Brazil is a violent society and police officers play a fundamental role in this scenario. Police work is a stressful occupation. Dealing with routine violence, police officers must have high standards of physical and mental health. Patrolling the streets involves several risks and stressful situations that may hamper military policemen's quality of life. The identification of factors associated with health-related quality of life may help in planning and providing adequate care to military policemen. This study aimed to identify factors associated with health-related quality of life of military policemen in Salvador, Brazil.

Methods

A cross-sectional design study investigated a random sample of 329 male military police officers, engaged in patrolling the streets of Salvador, Brazil. A structured questionnaire applied to the policemen collected information about age, education, marital status, income, house ownership, car ownership, police rank, working day, alcohol consumption, smoking, frequency of vigorous physical activity, obesity (body mass index ≥ 30.0), and work ability. Health-related quality of life was evaluated through the 36-Item Short Form Health Survey Questionnaire (SF-36). Work ability was assessed through the Work Ability Index questionnaire. Poor work ability was defined by a 7–27 points score. Multiple linear regression models were used to measure the impact of police officers characteristics on the variation in the Physical Component and Mental Component Summary scores.

Results

Normalised scores were below 50.0% for seven out of the eight SF-36 domains and for the two component summaries. The SF-36 Physical Component Summary was significantly (P < 0.05) associated with poor work ability, while the Mental Component Summary was associated with poor work ability, excessive alcohol consumption, and younger age (24–34 years).
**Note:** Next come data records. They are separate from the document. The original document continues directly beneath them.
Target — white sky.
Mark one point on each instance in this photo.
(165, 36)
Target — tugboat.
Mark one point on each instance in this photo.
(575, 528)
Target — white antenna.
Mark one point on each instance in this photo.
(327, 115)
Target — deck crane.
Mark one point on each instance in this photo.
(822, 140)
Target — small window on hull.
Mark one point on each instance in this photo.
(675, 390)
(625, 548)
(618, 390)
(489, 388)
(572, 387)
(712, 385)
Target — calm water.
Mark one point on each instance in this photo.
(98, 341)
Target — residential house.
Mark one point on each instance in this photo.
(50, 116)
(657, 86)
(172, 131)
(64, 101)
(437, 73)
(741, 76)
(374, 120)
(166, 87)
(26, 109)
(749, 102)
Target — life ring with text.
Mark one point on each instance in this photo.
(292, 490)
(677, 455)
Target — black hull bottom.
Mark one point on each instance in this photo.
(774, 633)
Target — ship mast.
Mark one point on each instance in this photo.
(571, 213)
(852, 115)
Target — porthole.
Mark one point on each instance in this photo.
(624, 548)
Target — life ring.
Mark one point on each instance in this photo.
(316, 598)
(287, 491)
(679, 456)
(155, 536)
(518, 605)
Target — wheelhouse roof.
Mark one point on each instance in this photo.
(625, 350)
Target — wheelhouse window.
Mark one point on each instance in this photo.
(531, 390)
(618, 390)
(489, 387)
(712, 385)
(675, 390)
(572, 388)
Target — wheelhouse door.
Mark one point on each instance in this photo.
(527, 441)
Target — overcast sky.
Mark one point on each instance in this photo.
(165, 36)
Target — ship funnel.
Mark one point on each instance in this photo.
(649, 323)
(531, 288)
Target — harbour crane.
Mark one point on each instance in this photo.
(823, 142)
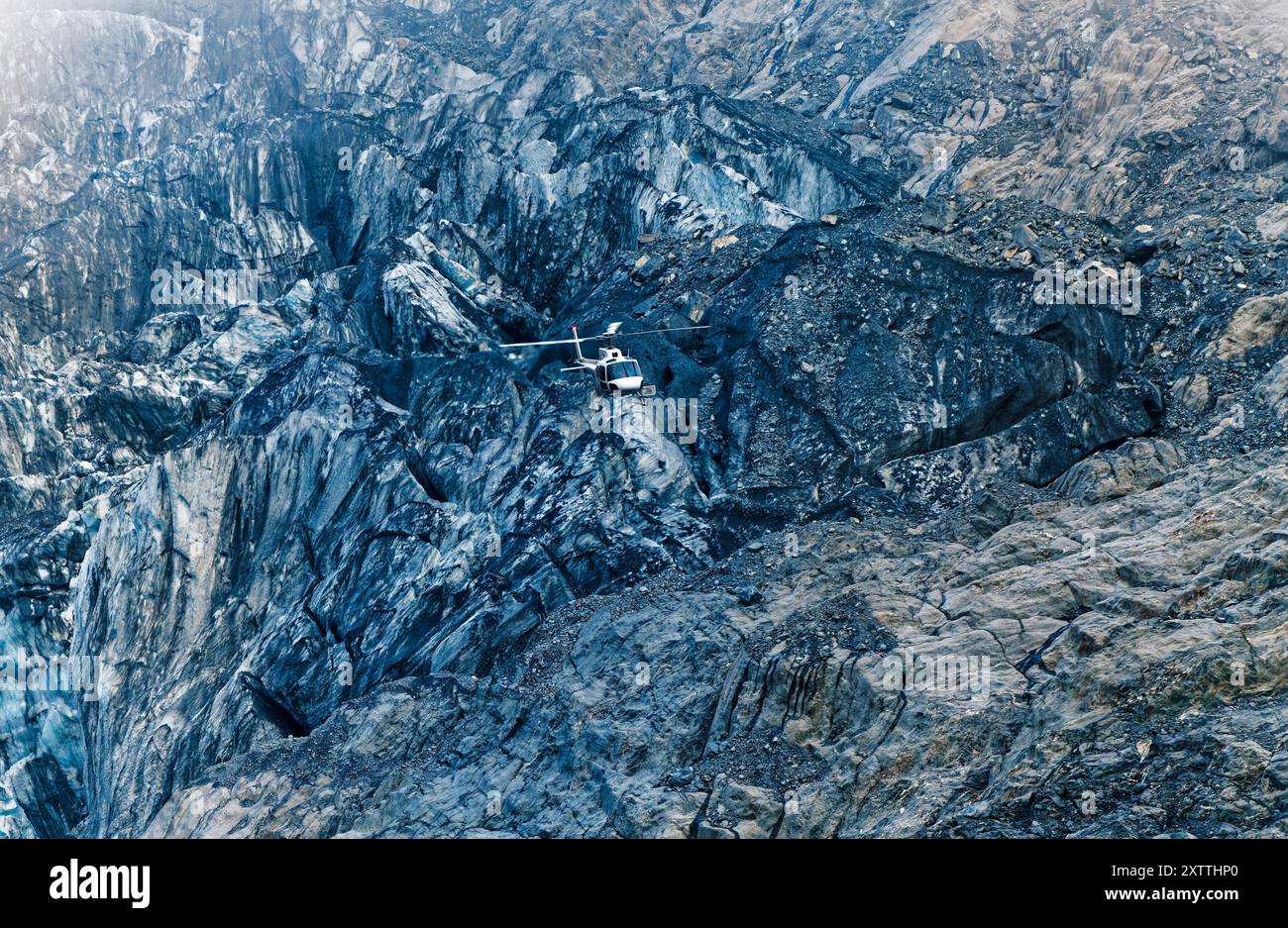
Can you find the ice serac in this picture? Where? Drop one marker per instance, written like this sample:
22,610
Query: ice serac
351,567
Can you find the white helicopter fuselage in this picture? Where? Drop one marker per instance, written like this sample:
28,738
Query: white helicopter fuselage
613,369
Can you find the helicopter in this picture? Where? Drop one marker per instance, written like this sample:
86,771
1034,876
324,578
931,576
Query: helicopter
613,369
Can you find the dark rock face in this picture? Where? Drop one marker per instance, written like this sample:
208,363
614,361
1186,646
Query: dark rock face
922,546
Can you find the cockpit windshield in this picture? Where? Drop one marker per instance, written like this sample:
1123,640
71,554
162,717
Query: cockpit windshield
623,368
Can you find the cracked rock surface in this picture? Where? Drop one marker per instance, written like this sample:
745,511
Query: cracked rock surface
934,558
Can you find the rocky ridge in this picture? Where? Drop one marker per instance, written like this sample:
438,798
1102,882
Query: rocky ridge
351,569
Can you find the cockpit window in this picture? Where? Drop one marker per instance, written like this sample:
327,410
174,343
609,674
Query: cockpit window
623,368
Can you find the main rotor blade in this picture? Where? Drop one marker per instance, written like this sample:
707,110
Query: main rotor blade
533,344
647,331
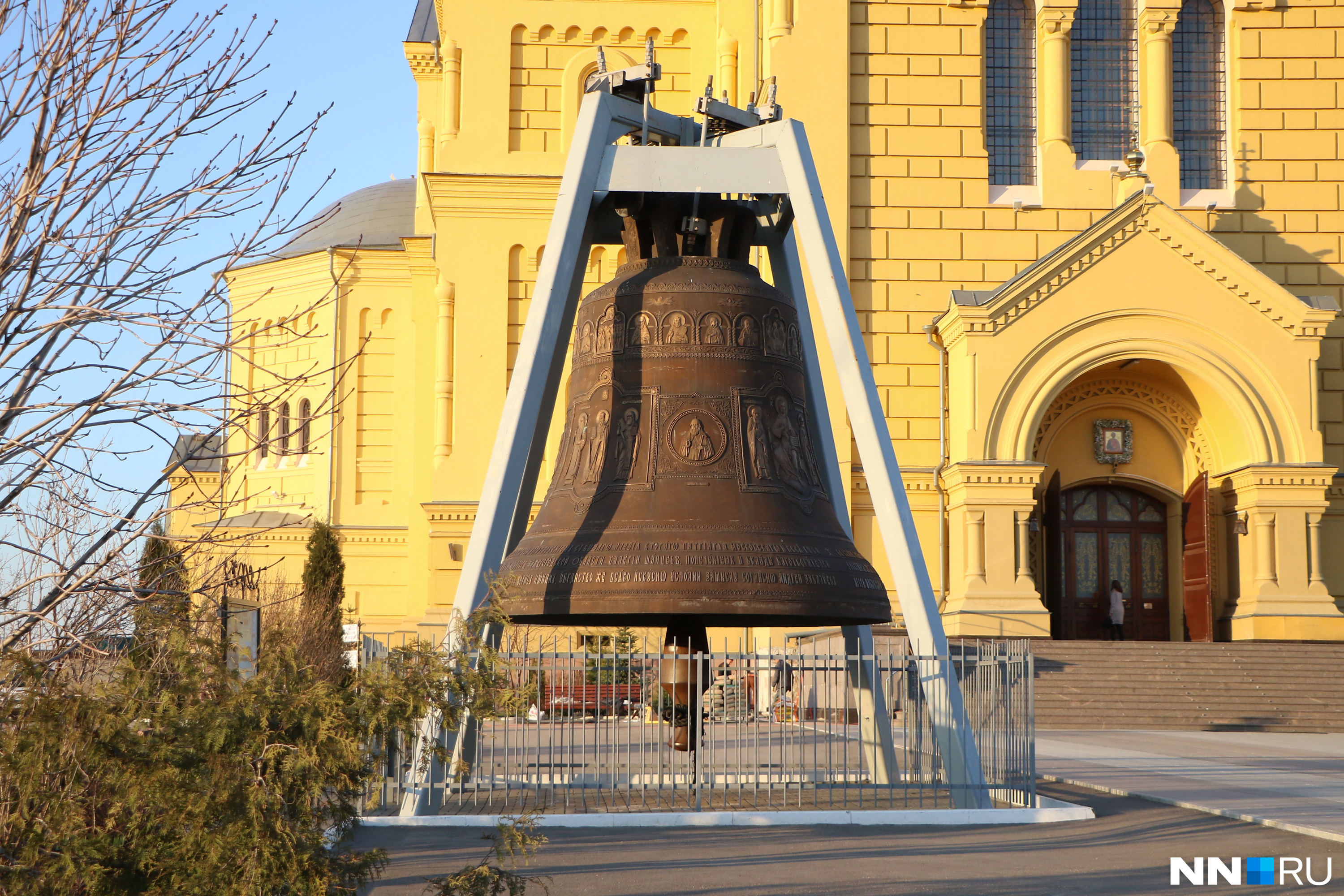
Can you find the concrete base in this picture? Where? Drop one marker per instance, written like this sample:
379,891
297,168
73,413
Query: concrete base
1029,620
1049,810
1287,628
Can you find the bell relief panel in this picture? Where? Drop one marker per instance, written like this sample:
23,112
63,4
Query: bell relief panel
604,444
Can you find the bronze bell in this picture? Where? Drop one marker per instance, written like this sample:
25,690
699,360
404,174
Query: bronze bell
689,488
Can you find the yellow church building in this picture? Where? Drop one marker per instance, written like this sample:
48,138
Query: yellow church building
1089,373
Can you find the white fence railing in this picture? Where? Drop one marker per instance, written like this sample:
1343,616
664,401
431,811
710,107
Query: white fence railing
772,730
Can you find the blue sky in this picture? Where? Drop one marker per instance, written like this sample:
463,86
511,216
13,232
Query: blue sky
347,53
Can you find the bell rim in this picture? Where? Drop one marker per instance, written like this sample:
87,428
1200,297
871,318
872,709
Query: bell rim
687,261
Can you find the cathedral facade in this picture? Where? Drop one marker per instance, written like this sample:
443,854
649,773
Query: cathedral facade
1094,246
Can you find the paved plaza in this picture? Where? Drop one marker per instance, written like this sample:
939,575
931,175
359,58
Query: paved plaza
1123,852
1289,781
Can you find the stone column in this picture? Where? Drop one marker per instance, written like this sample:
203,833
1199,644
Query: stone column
1054,123
728,76
444,296
991,593
1155,29
1273,570
1054,93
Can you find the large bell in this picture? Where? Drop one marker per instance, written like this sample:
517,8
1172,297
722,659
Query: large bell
689,484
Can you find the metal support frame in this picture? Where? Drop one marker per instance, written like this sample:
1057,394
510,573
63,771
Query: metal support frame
769,160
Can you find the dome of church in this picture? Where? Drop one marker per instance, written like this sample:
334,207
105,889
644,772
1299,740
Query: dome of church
373,218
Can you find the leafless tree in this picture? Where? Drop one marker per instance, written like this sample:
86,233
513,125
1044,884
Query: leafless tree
117,147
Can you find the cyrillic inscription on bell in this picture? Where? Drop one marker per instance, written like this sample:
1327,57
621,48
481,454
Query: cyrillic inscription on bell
689,481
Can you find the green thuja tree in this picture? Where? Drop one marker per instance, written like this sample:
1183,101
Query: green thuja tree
613,661
324,593
172,775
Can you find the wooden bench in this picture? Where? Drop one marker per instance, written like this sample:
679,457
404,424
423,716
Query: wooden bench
592,698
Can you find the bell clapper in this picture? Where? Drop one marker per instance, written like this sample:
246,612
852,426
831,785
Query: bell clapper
685,680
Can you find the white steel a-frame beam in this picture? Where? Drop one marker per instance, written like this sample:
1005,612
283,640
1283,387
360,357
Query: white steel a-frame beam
772,159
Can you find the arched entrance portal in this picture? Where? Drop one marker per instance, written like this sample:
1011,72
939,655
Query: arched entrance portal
1111,532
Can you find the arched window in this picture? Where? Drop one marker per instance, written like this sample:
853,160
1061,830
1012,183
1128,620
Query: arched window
1198,111
1104,84
1011,92
284,428
264,432
306,426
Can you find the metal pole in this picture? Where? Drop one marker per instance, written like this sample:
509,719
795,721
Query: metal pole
874,719
910,575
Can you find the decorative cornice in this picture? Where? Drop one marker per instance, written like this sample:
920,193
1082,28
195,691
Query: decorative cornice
422,60
1158,22
1172,409
492,197
1054,21
1151,215
1292,476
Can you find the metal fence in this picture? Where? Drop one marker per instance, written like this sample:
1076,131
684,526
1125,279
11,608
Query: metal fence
773,730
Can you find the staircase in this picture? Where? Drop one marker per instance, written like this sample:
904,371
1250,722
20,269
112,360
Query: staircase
1194,687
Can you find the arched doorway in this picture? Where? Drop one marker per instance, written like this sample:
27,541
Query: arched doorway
1113,532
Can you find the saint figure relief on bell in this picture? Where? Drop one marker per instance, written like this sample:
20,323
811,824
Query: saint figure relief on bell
787,447
808,454
776,334
748,334
714,334
679,334
758,444
627,440
640,331
697,445
597,448
607,331
577,447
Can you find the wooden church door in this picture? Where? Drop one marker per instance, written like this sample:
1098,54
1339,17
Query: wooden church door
1197,581
1115,534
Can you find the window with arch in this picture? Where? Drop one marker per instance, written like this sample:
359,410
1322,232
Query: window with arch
1199,119
1011,92
306,426
264,432
284,428
1104,78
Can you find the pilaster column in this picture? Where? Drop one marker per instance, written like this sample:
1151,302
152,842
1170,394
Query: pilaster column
991,591
444,296
1156,23
1314,550
452,61
425,158
1273,570
1023,550
1054,95
1264,547
728,76
1156,27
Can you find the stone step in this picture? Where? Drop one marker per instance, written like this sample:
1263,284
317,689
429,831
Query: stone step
1103,684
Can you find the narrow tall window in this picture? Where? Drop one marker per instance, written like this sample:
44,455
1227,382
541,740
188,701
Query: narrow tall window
306,425
1011,92
1199,120
1104,84
284,428
264,432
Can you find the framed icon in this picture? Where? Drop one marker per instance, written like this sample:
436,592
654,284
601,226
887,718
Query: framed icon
1115,441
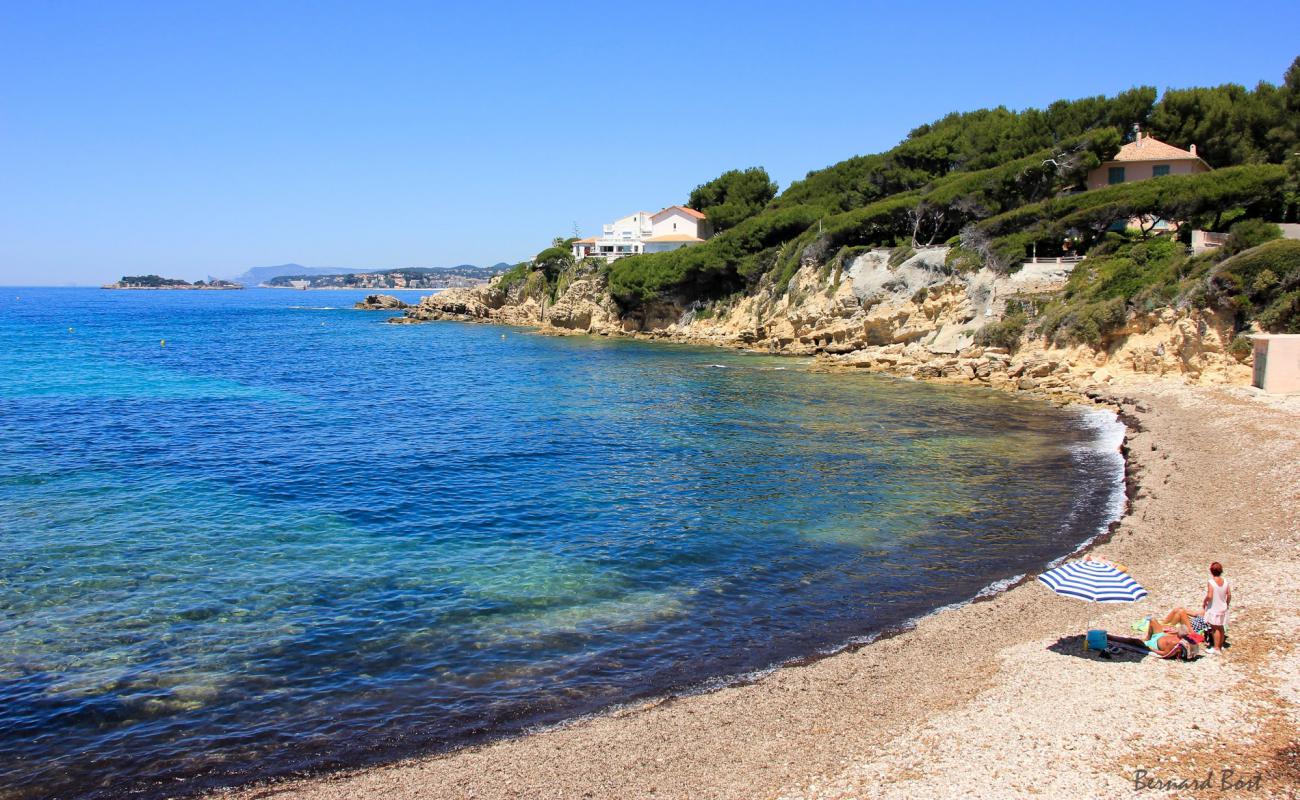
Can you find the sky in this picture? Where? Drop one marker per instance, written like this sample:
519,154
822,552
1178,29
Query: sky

Multivariate analysis estimated that the Physical Component Summary was 7.386 units (%) lower among policemen with poor work ability compared to those with moderate/good/excellent work ability. The Mental Component Summary was 12.755 units lower among those with poor work ability, 5.354 units lower among those with excessive alcohol consumption, and 5.532 units higher among those with younger age.

Conclusions

The military police officers investigated presented low health-related quality of life, associated with younger age, excessive alcohol consumption, and poor work ability.

Background

During the Vietnam War, between 1955 and 1975, 47,406 American soldiers were killed in action or captivity [1]. In Brazil, in 2018 alone, 57,358 intentional violent deaths were recorded, corresponding to 27.5 deaths per 100,000 inhabitants. Eleven out of 100 deaths were caused by police officers. Conversely, 343 policemen were killed, 256 (75%) of these deaths occurred outside working hours [2].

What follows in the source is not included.